Monitor system health

Watchdog monitors the health of vendor services and the VHAL service, and terminates any unhealthy process. When an unhealthy process is terminated, the Watchdog dumps the process status to /data/anr as with other Application Not Responding (ANR) dumps. Doing so facilitates the debugging process.

Vendor service health monitoring

Vendor services are monitored at both native and Java side. For a Vendor service to be monitored, the service must register a health checking process with the Watchdog by specifying a pre-defined timeout. Watchdog monitors the health of a registered health checking process by pinging it at an interval relative to the timeout that is specified during the registration. When a pinged process doesn't respond within the timeout, the process is considered unhealthy.

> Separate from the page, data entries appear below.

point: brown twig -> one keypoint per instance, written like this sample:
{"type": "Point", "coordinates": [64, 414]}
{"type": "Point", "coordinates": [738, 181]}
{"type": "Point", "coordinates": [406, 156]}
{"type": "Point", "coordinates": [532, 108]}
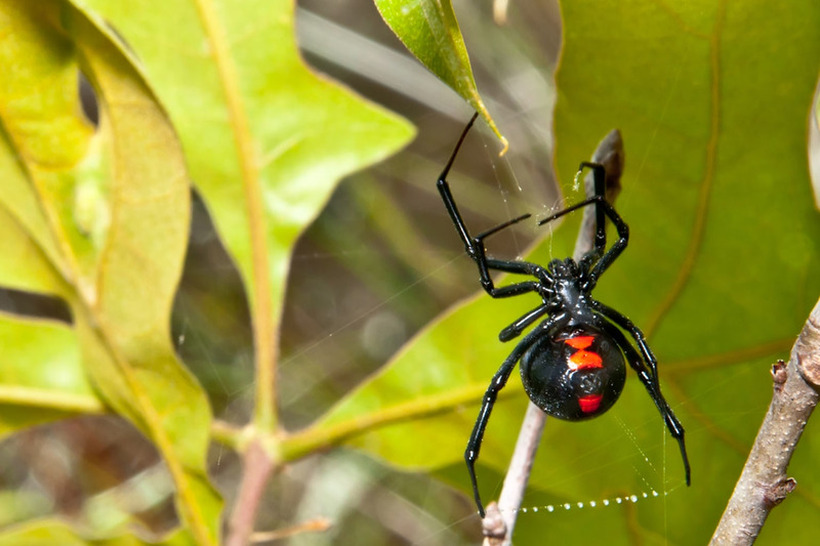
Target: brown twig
{"type": "Point", "coordinates": [763, 484]}
{"type": "Point", "coordinates": [499, 522]}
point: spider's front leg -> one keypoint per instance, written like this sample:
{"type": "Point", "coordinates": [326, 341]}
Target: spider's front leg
{"type": "Point", "coordinates": [474, 245]}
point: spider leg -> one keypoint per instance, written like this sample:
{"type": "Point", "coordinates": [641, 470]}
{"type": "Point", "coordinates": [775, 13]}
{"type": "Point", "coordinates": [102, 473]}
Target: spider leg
{"type": "Point", "coordinates": [514, 330]}
{"type": "Point", "coordinates": [496, 384]}
{"type": "Point", "coordinates": [617, 247]}
{"type": "Point", "coordinates": [646, 366]}
{"type": "Point", "coordinates": [474, 245]}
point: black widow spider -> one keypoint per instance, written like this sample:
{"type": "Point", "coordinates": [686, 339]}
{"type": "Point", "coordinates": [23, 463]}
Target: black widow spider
{"type": "Point", "coordinates": [572, 362]}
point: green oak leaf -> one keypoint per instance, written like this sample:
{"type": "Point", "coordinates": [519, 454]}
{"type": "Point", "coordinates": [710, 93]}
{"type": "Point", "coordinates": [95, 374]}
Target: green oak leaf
{"type": "Point", "coordinates": [99, 217]}
{"type": "Point", "coordinates": [266, 139]}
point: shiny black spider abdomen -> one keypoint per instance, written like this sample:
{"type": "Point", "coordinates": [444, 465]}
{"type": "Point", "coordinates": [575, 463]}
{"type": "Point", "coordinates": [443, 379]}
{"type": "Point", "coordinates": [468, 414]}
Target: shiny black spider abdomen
{"type": "Point", "coordinates": [574, 372]}
{"type": "Point", "coordinates": [573, 360]}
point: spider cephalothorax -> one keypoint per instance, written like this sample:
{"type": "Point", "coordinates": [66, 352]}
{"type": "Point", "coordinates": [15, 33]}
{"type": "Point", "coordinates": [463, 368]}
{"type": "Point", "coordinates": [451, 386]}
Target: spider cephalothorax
{"type": "Point", "coordinates": [573, 362]}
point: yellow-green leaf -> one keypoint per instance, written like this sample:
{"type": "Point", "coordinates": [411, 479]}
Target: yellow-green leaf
{"type": "Point", "coordinates": [429, 30]}
{"type": "Point", "coordinates": [266, 139]}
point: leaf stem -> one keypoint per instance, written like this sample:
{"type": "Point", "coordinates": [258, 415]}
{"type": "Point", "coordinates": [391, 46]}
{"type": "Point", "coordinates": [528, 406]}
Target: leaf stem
{"type": "Point", "coordinates": [763, 484]}
{"type": "Point", "coordinates": [264, 331]}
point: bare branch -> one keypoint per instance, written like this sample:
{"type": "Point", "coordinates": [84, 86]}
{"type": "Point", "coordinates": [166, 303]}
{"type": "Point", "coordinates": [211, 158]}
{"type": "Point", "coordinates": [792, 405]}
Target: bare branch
{"type": "Point", "coordinates": [763, 484]}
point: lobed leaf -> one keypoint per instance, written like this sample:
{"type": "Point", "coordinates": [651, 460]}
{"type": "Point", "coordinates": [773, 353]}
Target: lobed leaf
{"type": "Point", "coordinates": [266, 140]}
{"type": "Point", "coordinates": [100, 218]}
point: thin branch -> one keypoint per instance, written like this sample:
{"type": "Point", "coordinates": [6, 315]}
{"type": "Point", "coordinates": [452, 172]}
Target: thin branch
{"type": "Point", "coordinates": [499, 523]}
{"type": "Point", "coordinates": [763, 484]}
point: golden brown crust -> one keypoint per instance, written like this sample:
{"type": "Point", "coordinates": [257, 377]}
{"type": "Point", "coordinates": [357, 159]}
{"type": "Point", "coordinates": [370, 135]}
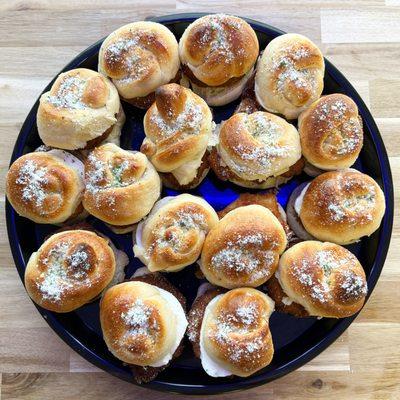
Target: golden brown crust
{"type": "Point", "coordinates": [154, 51]}
{"type": "Point", "coordinates": [80, 108]}
{"type": "Point", "coordinates": [218, 47]}
{"type": "Point", "coordinates": [146, 101]}
{"type": "Point", "coordinates": [235, 331]}
{"type": "Point", "coordinates": [69, 269]}
{"type": "Point", "coordinates": [259, 145]}
{"type": "Point", "coordinates": [331, 132]}
{"type": "Point", "coordinates": [173, 235]}
{"type": "Point", "coordinates": [243, 248]}
{"type": "Point", "coordinates": [267, 200]}
{"type": "Point", "coordinates": [224, 173]}
{"type": "Point", "coordinates": [147, 374]}
{"type": "Point", "coordinates": [156, 279]}
{"type": "Point", "coordinates": [171, 182]}
{"type": "Point", "coordinates": [46, 187]}
{"type": "Point", "coordinates": [136, 320]}
{"type": "Point", "coordinates": [177, 127]}
{"type": "Point", "coordinates": [120, 186]}
{"type": "Point", "coordinates": [342, 206]}
{"type": "Point", "coordinates": [248, 101]}
{"type": "Point", "coordinates": [289, 75]}
{"type": "Point", "coordinates": [325, 278]}
{"type": "Point", "coordinates": [196, 314]}
{"type": "Point", "coordinates": [275, 291]}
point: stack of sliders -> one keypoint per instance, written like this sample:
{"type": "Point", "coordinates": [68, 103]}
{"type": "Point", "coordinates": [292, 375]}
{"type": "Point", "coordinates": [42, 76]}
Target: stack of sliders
{"type": "Point", "coordinates": [254, 257]}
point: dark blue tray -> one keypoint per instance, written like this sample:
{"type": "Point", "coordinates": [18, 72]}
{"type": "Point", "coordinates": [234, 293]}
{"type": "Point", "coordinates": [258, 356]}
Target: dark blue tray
{"type": "Point", "coordinates": [296, 341]}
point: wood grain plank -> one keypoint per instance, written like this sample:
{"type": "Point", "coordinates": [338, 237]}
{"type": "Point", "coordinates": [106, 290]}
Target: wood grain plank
{"type": "Point", "coordinates": [385, 101]}
{"type": "Point", "coordinates": [367, 354]}
{"type": "Point", "coordinates": [296, 386]}
{"type": "Point", "coordinates": [287, 17]}
{"type": "Point", "coordinates": [364, 60]}
{"type": "Point", "coordinates": [363, 25]}
{"type": "Point", "coordinates": [16, 309]}
{"type": "Point", "coordinates": [390, 131]}
{"type": "Point", "coordinates": [61, 5]}
{"type": "Point", "coordinates": [78, 27]}
{"type": "Point", "coordinates": [32, 350]}
{"type": "Point", "coordinates": [23, 5]}
{"type": "Point", "coordinates": [31, 62]}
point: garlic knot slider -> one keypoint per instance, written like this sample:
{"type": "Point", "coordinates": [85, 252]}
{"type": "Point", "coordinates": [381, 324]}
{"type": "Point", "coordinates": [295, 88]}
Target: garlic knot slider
{"type": "Point", "coordinates": [243, 249]}
{"type": "Point", "coordinates": [258, 150]}
{"type": "Point", "coordinates": [46, 186]}
{"type": "Point", "coordinates": [138, 58]}
{"type": "Point", "coordinates": [70, 269]}
{"type": "Point", "coordinates": [290, 75]}
{"type": "Point", "coordinates": [121, 186]}
{"type": "Point", "coordinates": [322, 278]}
{"type": "Point", "coordinates": [331, 132]}
{"type": "Point", "coordinates": [81, 110]}
{"type": "Point", "coordinates": [178, 128]}
{"type": "Point", "coordinates": [142, 324]}
{"type": "Point", "coordinates": [173, 234]}
{"type": "Point", "coordinates": [234, 338]}
{"type": "Point", "coordinates": [218, 53]}
{"type": "Point", "coordinates": [337, 206]}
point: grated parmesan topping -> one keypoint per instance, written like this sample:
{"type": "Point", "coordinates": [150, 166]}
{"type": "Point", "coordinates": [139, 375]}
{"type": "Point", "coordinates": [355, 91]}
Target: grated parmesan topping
{"type": "Point", "coordinates": [98, 179]}
{"type": "Point", "coordinates": [329, 262]}
{"type": "Point", "coordinates": [227, 332]}
{"type": "Point", "coordinates": [241, 258]}
{"type": "Point", "coordinates": [267, 133]}
{"type": "Point", "coordinates": [138, 319]}
{"type": "Point", "coordinates": [33, 179]}
{"type": "Point", "coordinates": [353, 285]}
{"type": "Point", "coordinates": [172, 232]}
{"type": "Point", "coordinates": [126, 51]}
{"type": "Point", "coordinates": [64, 271]}
{"type": "Point", "coordinates": [220, 37]}
{"type": "Point", "coordinates": [346, 135]}
{"type": "Point", "coordinates": [69, 94]}
{"type": "Point", "coordinates": [285, 63]}
{"type": "Point", "coordinates": [189, 121]}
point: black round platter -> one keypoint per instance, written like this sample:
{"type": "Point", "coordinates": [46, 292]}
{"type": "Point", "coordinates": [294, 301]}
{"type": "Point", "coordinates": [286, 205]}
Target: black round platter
{"type": "Point", "coordinates": [296, 340]}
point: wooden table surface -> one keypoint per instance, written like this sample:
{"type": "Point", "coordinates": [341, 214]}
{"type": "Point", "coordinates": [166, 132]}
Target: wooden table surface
{"type": "Point", "coordinates": [361, 37]}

Native service health monitoring

Specify the Watchdog AIDL makefile

  1. Include carwatchdog_aidl_interface-ndk_platform in shared_libs.

    Android.bp

    cc_binary {
        name: "sample_native_client",
        srcs: [
            "src/*.cpp"
        ],
        shared_libs: [
            "carwatchdog_aidl_interface-ndk_platform",
            "libbinder_ndk",
        ],
        vendor: true,
    }

Add an SELinux policy

  1. To add an SELinux policy, allow the vendor service domain to use binder (binder_use macro) and add the vendor service domain to the carwatchdog client domain (carwatchdog_client_domain macro). See the code below for sample_client.te and file_contexts:

    sample_client.te

    type sample_client, domain;
    type sample_client_exec, exec_type, file_type, vendor_file_type;
    
    carwatchdog_client_domain(sample_client)
    
    init_daemon_domain(sample_client)
    binder_use(sample_client)

    file_contexts

    /vendor/bin/sample_native_client  u:object_r:sample_client_exec:s0

Implement a client class by inheriting BnCarWatchdogClient

  1. In checkIfAlive, perform a health check. One option is to post to the thread loop handler. If healthy, call ICarWatchdog::tellClientAlive. See the code below for SampleNativeClient.h and SampleNativeClient.cpp:

    SampleNativeClient.h

    class SampleNativeClient : public BnCarWatchdogClient {
    public:
        ndk::ScopedAStatus checkIfAlive(int32_t sessionId, TimeoutLength
            timeout) override;
        ndk::ScopedAStatus prepareProcessTermination() override;
        void initialize();
    
    private:
        void respondToDaemon();
    private:
        ::android::sp<::android::Looper> mHandlerLooper;
        std::shared_ptr<ICarWatchdog> mWatchdogServer;
        std::shared_ptr<ICarWatchdogClient> mClient;
        int32_t mSessionId;
    };

    SampleNativeClient.cpp

    ndk::ScopedAStatus WatchdogClient::checkIfAlive(int32_t sessionId, TimeoutLength timeout) {
        mHandlerLooper->removeMessages(mMessageHandler,
            WHAT_CHECK_ALIVE);
        mSessionId = sessionId;
        mHandlerLooper->sendMessage(mMessageHandler,
            Message(WHAT_CHECK_ALIVE));
        return ndk::ScopedAStatus::ok();
    }
    // WHAT_CHECK_ALIVE triggers respondToDaemon from thread handler
    void WatchdogClient::respondToDaemon() {
      // your health checking method here
      ndk::ScopedAStatus status = mWatchdogServer->tellClientAlive(mClient,
            mSessionId);
    }

Start a binder thread and register the client

The car watchdog daemon interface name is android.automotive.watchdog.ICarWatchdog/default.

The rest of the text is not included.